C'est un atelier peu banal qui a vu le jour cet été du côté de Grand’Combe-Châteleu, à deux pas de la frontière suisse. Il est l'initiative de Manon Béliard, qui propose de la reliure d’art et classique ainsi que de la création originale. « La reliure, c’est la technique utilisée pour construire toute l’ossature d’un livre après l’impression des pages. C’est la colonne vertébrale d’un ouvrage ». Cette jeune doubienne a étudié pendant trois ans les arts appliqués au lycée Louis Pasteur de Besançon.
Métier d'art reliure dorure
A l’obtention de son bac en 2016, rien ne la destine à rejoindre la reliure. « En terminale, je voulais faire de la photographie. J'avais préparé des dossiers pour candidater à certains BTS ». Sur conseils de ses professeurs de lycée, la jeune étudiante se rend tout de même à Paris le temps d’un week-end afin d’assister aux portes ouvertes des quatre écoles d’arts publiques de la capitale. Presque par hasard, la visite de l'école Estienne la conduit dans un atelier de reliure. « En sortant du bâtiment je me suis dit : ça me plaît bien, je vais faire ça finalement ». Direction Paris pour y préparer un diplôme des métiers d’art reliure dorure. Diplômée en 2018, elle poursuit sa formation sur le terrain pendant une année auprès de professionnels de la reliure et des métiers du livre.
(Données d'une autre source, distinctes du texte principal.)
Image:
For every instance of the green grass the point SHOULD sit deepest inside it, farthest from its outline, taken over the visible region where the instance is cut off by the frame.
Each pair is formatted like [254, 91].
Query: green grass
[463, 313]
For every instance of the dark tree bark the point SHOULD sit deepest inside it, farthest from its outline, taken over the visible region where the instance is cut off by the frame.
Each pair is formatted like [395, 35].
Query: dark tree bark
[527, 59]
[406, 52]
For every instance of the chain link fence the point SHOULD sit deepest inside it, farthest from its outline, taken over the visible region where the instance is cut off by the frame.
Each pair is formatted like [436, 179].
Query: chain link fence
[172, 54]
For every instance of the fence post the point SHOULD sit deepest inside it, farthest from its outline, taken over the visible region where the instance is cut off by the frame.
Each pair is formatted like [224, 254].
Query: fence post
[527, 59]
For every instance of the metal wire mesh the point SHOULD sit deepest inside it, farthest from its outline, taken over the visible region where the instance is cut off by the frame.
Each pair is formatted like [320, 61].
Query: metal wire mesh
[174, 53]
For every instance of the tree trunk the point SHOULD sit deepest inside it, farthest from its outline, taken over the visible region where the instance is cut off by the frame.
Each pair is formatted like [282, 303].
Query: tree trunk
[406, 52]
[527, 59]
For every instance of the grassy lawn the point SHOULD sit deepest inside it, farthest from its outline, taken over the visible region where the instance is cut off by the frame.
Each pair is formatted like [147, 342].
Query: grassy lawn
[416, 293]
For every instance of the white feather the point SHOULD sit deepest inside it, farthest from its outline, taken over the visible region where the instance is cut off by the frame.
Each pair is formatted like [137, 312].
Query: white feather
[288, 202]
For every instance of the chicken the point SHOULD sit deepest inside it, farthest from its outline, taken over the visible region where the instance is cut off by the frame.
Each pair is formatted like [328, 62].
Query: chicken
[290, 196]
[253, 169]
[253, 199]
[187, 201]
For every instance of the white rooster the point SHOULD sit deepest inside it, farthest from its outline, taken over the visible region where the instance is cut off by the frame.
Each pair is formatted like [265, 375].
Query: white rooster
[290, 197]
Après un an à sillonner la France, la jeune relieuse souhaite ouvrir son propre atelier. « Quand ? Comment ? Je n’en savais rien ». Une fois de plus, la décision est guidée par le hasard. « Dans le village de mes parents, un ancien artisan animait un club de reliure. Je me suis demandé si je pouvais utiliser le matériel. C’est comme ça que le projet est né ». En revenant à Grand’Combe-Châteleu, d’où elle est originaire, Manon découvre un lieu idéal pour installer son atelier. Il s’agit de l’ancienne ferme comtoise située à côté de la maison où sont entreposées les machines du club de reliure. « Cette ferme était à vendre. J’ai appelé cet endroit L'atelier 1773 car c’est l’année de la construction de la bâtisse ».
Stages d'initiation
Lancer son activité dans la commune de Grand’Combe-Châteleu est également tout un symbole. « Je trouve que ça fait sens de le faire dans ce village parce que c’est celui où il y a le plus d'artisans d'arts dans le val de Morteau. Ces maisons anciennes perdent leurs charmes quand elles sont transformées en locatif. De plus, mon atelier est ouvert au public, donc dans une certaine mesure, ça permet de faire vivre le lieu ».
Si quelques machines étaient déjà présentes à Grand’Combe-Châteleu, quelques mois ont été nécessaires pour rassembler tout ce dont la relieuse avait besoin. « Cela ne s’achète pas en neuf. Personne n’en construit aujourd’hui, ce qui existe date du XXe siècle. Il faut donc faire marcher son réseau ou fouiller sur des sites de vente d’occasion. Les machines sont très solides, c’est du bois brut et de la fonte. En général, elles se passent de relieur en relieur ».
La reliure reste un métier de niche, Manon en est bien consciente. « Souvent on voit un relieur comme un vieux monsieur barbu dans son atelier, alors que la profession est majoritairement féminine ! ». Aussi, dès la création de son entreprise, elle cherche à se diversifier. Son atelier propose, en plus des reliures, des initiations. « Ça change du traditionnel cours de cuisine, et les participants peuvent vite apprendre les bases de la papeterie ». La proximité avec la frontière aide également le développement de l’atelier. « Ici, le pouvoir d’achat est plus haut que dans le reste du pays grâce aux frontaliers ».
Après avoir quitté le Doubs pour ses études à Paris, puis être passée par Grenoble, Uzès ou encore Forcalquier, la boucle semble bouclée pour Manon. « Si vous m’aviez dit au lycée que j’allais venir m’installer à Grand’Combe-Châteleu, je ne vous aurais jamais cru. Mais en revenant après mes différentes expériences, on se dit qu’on est quand même pas si mal ici ».